[The Major by Ralph Connor]@TWC D-Link bookThe Major CHAPTER XI 28/46
So after two or three musical numbers had been given the audience had settled back into its normal state of mind which accepted peace as the natural and permanent condition for the world. The entertainment would have come to a perfectly proper and harmonious close had it not been for the unrestrained exuberance of Sam's humorous qualities on the one hand and the complete absence of sense of humour in Ernest Switzer on the other.

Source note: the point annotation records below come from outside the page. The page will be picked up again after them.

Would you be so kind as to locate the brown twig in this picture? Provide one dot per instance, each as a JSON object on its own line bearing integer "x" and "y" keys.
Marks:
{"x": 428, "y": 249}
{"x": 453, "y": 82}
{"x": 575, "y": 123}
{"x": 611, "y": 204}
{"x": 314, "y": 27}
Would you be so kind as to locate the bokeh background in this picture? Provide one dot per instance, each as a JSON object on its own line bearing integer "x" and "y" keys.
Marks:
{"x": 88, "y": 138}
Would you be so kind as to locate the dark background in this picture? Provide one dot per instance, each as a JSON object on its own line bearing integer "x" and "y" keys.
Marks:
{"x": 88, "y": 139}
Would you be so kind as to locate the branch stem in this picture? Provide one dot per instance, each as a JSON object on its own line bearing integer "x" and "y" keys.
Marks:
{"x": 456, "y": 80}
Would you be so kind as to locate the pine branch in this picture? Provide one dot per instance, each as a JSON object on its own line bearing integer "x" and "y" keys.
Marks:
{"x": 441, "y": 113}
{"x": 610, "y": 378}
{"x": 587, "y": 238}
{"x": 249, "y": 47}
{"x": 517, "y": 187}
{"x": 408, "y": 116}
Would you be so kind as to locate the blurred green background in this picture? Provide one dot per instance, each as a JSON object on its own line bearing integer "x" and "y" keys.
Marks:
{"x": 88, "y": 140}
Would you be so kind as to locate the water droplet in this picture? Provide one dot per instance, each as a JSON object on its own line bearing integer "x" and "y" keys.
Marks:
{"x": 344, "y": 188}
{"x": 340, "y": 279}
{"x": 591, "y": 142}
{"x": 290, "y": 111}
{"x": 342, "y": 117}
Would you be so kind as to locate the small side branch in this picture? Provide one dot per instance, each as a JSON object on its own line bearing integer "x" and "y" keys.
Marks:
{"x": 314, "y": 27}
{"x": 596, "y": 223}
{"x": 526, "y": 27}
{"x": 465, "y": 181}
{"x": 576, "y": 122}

The final number on the programme, which was to be a series of humorous character sketches, had been left entirely in Sam's hands and consisted of a trilogy representing the characteristics as popularly conceived of the French Canadian habitant, the humorous Irishman and the obese Teuton.
Sam's early association with the vaudeville stage had given him a certain facility in the use of stage properties and theatrical paraphernalia generally, and this combined with a decided gift of mimicry enabled him to produce a really humorous if somewhat broadly burlesqued reproduction of these characters.
In the presentation of his sketch Sam had reserved to the close his representation of the obese Teuton.
The doings of this Teuton, while sending the audience into roars of laughter, had quite a different effect upon Switzer, who after a few moments of wrathful endurance made toward the rear of the audience. Meantime the obese Teuton has appeared upon the stage in a famished condition demanding vociferously and plaintively from the world at large sausage.